Too much, too early

I REFER to the report in The Star (“Get students to love Maths, teachers told”, Aug 13), where Education Director-General Datuk Abdul Rafie Mahat said teachers must move away from the old school of teaching Mathematics by getting students to memorise multiplication tables and mathematical formulae. “Now we want students to understand what they are learning,” he said. 

Indeed, mathematics is more than memorising facts. By just memorising formulae and not understanding the concepts, one cannot solve mathematical problems.  

You need to understand the concepts before you can apply the formulae to solve the problems. 

Often, application is the problem. As an upper secondary Mathematics teacher, I often wonder why many Form Five students don't know their multiplication tables, and don't know how to add simple fractions like 1/2 + 2/3, deal with decimal numbers and solve simple equations.  

Let's not talk about understanding and applying complicated formulae in complex problem-solving. One needs to be grounded in basic arithmetic before one can attempt mathematics! 

Now that I have children in primary school I can see how uncoordinated and incompatible the primary and secondary school syllabi are. While Science and Mathematics taught in secondary school seems to be getting simpler, these two subjects are getting more difficult in primary school. 

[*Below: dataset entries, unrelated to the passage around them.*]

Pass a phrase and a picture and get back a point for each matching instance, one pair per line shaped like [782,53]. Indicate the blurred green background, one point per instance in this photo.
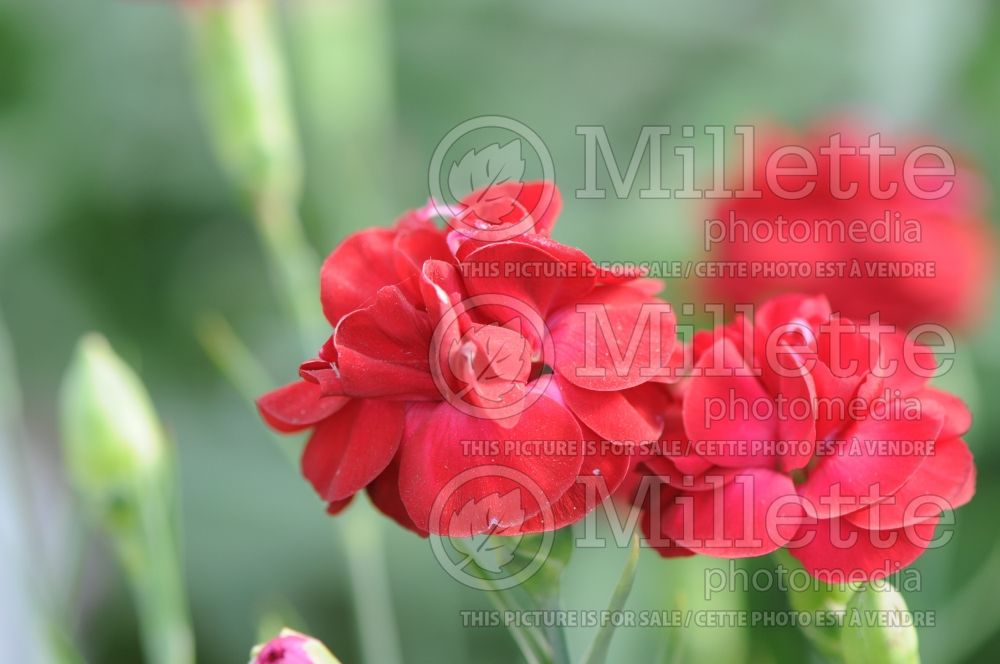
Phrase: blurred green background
[114,216]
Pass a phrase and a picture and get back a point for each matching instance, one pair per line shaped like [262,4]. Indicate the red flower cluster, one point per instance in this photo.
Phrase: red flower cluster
[449,344]
[887,237]
[805,430]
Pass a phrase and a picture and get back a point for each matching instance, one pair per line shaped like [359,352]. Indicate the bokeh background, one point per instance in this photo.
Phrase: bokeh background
[114,216]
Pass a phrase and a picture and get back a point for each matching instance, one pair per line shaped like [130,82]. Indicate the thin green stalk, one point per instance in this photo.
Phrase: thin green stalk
[150,559]
[240,63]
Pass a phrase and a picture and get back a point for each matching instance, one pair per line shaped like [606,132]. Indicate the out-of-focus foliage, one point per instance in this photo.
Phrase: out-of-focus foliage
[115,216]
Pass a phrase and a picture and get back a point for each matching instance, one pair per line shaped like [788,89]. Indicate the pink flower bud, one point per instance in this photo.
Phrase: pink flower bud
[290,647]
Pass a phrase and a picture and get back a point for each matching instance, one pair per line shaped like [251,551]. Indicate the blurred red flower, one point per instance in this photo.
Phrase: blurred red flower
[450,344]
[900,235]
[803,429]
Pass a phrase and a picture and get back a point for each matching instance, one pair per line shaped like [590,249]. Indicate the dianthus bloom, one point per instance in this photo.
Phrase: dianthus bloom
[804,430]
[903,235]
[473,361]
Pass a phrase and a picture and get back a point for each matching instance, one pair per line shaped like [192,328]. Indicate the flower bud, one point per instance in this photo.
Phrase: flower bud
[112,440]
[241,72]
[878,629]
[291,647]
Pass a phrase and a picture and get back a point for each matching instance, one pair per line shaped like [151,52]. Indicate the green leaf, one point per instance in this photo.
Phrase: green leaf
[598,652]
[818,599]
[877,629]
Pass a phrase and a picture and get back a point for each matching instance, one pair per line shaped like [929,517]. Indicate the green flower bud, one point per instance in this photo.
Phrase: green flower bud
[112,440]
[827,604]
[877,629]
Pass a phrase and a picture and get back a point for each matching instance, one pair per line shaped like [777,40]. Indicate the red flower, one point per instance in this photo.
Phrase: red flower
[913,247]
[806,430]
[454,351]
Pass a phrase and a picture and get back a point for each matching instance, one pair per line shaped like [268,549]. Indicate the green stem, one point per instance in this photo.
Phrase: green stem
[361,535]
[150,556]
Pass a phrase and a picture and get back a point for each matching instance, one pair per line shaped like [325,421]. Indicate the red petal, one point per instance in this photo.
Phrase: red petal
[721,414]
[383,349]
[629,416]
[384,493]
[613,339]
[941,482]
[434,459]
[957,417]
[297,406]
[600,476]
[755,512]
[529,274]
[351,448]
[871,463]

For example, in Year Three, children are expected to solve complicated algebraic equations instead of being grounded in simple equations like 15 - X = 3 + 4. 

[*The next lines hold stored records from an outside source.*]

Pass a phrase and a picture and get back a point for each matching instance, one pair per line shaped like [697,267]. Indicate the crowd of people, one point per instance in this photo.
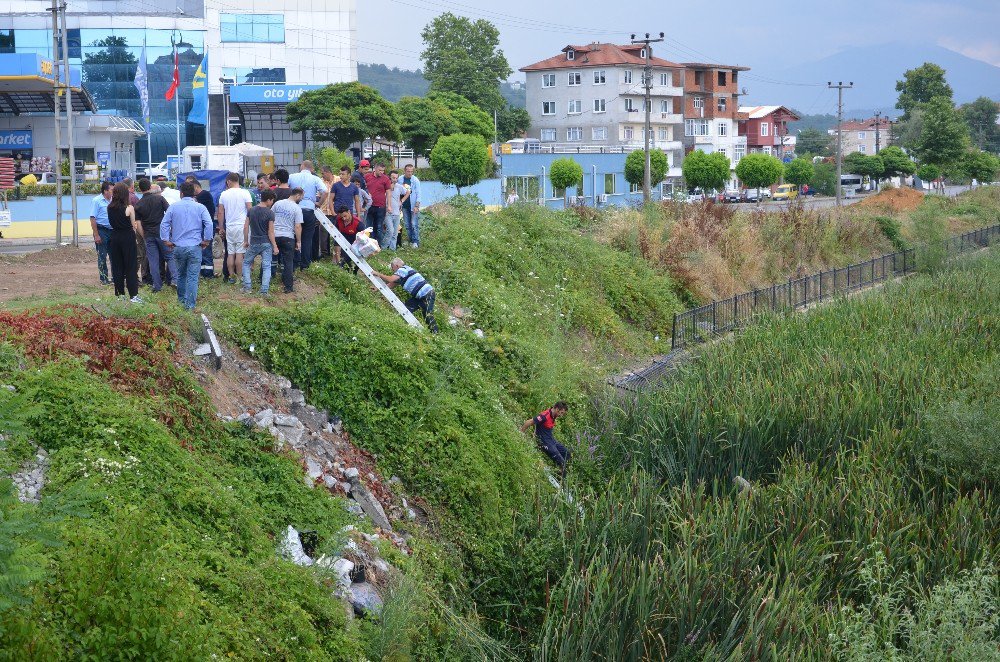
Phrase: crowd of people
[150,241]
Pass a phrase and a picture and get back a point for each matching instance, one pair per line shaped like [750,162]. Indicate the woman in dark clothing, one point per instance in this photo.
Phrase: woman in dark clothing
[124,263]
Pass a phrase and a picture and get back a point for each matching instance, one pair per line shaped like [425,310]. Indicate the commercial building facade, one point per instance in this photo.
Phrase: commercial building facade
[251,42]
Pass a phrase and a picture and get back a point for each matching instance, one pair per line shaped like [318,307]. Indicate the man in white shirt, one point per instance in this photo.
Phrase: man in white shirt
[234,204]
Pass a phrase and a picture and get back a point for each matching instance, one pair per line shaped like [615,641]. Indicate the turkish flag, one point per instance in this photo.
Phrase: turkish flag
[172,90]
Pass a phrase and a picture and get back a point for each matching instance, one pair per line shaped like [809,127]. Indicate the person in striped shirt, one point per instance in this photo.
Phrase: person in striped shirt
[420,291]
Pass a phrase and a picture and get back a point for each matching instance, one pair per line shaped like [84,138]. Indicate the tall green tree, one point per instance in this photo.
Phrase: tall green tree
[564,173]
[814,142]
[799,172]
[944,136]
[919,86]
[463,56]
[759,170]
[344,113]
[705,171]
[635,167]
[981,118]
[460,159]
[470,118]
[423,121]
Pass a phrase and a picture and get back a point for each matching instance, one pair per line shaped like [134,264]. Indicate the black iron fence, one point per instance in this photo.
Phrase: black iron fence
[701,324]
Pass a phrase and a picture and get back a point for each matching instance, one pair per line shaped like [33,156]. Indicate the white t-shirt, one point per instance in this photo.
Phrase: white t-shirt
[234,201]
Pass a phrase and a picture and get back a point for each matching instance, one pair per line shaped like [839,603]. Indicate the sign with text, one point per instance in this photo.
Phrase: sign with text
[268,93]
[15,139]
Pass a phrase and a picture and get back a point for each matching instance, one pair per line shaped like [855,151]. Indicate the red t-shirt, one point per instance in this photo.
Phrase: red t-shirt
[377,188]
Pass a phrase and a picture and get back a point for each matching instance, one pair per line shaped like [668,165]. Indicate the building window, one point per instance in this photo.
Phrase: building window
[696,128]
[252,28]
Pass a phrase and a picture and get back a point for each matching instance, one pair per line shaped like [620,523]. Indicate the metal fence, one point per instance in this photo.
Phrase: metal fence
[701,324]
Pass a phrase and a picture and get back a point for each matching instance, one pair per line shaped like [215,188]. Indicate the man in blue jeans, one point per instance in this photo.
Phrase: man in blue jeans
[187,229]
[101,226]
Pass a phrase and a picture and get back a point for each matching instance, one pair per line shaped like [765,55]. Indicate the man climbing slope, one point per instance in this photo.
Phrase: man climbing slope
[544,423]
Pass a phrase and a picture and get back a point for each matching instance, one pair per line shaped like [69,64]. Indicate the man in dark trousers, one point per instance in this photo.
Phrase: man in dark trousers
[544,423]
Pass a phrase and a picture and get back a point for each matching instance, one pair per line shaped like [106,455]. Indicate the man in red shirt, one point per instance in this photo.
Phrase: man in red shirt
[379,185]
[544,423]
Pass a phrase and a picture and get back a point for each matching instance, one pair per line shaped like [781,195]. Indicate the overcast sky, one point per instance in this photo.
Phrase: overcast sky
[765,36]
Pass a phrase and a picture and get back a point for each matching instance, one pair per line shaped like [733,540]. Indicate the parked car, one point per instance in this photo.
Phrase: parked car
[786,192]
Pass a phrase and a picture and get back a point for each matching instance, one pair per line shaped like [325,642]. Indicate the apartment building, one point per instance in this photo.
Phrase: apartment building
[590,98]
[766,129]
[711,111]
[866,136]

In Year Two, eight-year-olds are expected to learn multiplication tables from two through nine, and solve fairly difficult problems involving multiplication and division, all in one go.  

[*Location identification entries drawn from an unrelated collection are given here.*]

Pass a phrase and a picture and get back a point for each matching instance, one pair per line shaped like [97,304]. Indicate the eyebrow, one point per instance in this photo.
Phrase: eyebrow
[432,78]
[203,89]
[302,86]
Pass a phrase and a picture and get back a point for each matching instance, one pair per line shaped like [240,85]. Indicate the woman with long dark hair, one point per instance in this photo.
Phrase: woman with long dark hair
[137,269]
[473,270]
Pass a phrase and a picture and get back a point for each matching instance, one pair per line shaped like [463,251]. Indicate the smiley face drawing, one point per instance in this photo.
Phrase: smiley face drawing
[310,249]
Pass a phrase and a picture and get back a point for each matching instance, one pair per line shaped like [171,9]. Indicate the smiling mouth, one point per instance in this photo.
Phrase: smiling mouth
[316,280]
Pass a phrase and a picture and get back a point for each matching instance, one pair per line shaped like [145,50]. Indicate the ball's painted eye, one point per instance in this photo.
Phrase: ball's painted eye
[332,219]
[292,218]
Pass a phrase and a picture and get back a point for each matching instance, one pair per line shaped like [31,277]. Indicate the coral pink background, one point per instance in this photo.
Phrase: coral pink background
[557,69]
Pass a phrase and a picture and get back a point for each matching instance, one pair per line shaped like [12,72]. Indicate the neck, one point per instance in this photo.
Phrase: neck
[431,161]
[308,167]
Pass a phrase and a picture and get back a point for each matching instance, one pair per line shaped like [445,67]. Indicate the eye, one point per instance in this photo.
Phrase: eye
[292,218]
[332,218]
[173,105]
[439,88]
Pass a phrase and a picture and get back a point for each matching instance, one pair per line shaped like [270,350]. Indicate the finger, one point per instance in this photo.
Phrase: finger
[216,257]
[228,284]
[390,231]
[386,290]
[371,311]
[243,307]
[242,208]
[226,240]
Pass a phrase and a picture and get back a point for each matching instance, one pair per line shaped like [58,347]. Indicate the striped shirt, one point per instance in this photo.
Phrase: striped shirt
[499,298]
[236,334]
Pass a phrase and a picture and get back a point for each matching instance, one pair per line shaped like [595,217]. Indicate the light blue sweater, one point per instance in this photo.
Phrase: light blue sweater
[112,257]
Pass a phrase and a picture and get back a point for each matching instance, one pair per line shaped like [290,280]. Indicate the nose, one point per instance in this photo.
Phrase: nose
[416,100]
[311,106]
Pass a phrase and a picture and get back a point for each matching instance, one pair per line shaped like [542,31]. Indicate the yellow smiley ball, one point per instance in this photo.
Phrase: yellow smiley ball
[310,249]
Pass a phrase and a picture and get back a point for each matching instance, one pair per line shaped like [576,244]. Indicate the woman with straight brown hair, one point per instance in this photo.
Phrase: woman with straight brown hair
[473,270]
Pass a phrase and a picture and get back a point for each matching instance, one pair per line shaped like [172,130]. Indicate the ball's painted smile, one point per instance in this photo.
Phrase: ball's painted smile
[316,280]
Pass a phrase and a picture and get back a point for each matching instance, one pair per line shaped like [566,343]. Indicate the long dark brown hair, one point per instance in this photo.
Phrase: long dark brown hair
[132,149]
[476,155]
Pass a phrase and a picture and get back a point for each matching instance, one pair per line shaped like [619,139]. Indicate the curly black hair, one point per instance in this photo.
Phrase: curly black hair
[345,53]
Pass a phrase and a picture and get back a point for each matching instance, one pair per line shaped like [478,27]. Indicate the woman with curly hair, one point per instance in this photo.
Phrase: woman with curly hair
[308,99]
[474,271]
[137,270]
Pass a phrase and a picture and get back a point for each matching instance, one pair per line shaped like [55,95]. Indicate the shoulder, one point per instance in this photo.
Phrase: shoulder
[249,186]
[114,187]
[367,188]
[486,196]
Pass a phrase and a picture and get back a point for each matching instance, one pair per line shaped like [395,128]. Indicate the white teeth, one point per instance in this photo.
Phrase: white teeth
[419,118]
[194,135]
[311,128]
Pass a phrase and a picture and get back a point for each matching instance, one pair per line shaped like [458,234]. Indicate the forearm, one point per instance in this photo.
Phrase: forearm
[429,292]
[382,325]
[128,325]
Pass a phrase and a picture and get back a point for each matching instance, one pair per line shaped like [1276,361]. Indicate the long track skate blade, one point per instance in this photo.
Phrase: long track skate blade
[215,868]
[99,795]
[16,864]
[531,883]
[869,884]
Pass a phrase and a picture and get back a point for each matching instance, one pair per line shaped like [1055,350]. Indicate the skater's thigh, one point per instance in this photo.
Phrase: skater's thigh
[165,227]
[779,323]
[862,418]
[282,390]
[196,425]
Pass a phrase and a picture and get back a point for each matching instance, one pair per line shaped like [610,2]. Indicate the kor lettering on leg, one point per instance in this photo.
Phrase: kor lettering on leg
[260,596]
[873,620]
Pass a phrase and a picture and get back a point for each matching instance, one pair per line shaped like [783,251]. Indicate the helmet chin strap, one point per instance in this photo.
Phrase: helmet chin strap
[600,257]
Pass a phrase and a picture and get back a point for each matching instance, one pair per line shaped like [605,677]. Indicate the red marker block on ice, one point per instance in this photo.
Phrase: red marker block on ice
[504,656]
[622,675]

The primary school science syllabus is even more demanding. Children are expected to answer questions that involve secondary school-level experiments when they have never conducted those experiments or watched their teachers do them at school. 

Before they know how to set up an experiment, make their own observations, collect their own data and formulate their own conclusions, 10-year-olds are given experiments whereby they are required to interpret the tabulated data and write out the “constant variables”,”manipulated variables” and “dependent variables”, for which simpler terms could be used. 

And before they are taught how to plot their own graphs, using perhaps their own experiment results, they have to know how to read line graphs, bar charts, pie charts and interpret them in order to answer the questions posed. 

I am now more sympathetic towards weaker students, who are really unfortunate victims of a poorly thought out primary school syllabus. With automatic promotion, if one is left behind, one will never be able to catch up at the next level.  

The primary school syllabus is jumping the gun trying to cram too much information, leaving many children helpless and hopeless as things get more and more difficult with each passing year. 

Hence, primary schools are producing many uneducated people, in spite of six years of what is supposed to be basic primary education. And what can secondary school teachers do?  

We certainly can't teach them Form Five work. So we do the best we can, by teaching them basic arithmetic – what they should have learnt and mastered in primary school.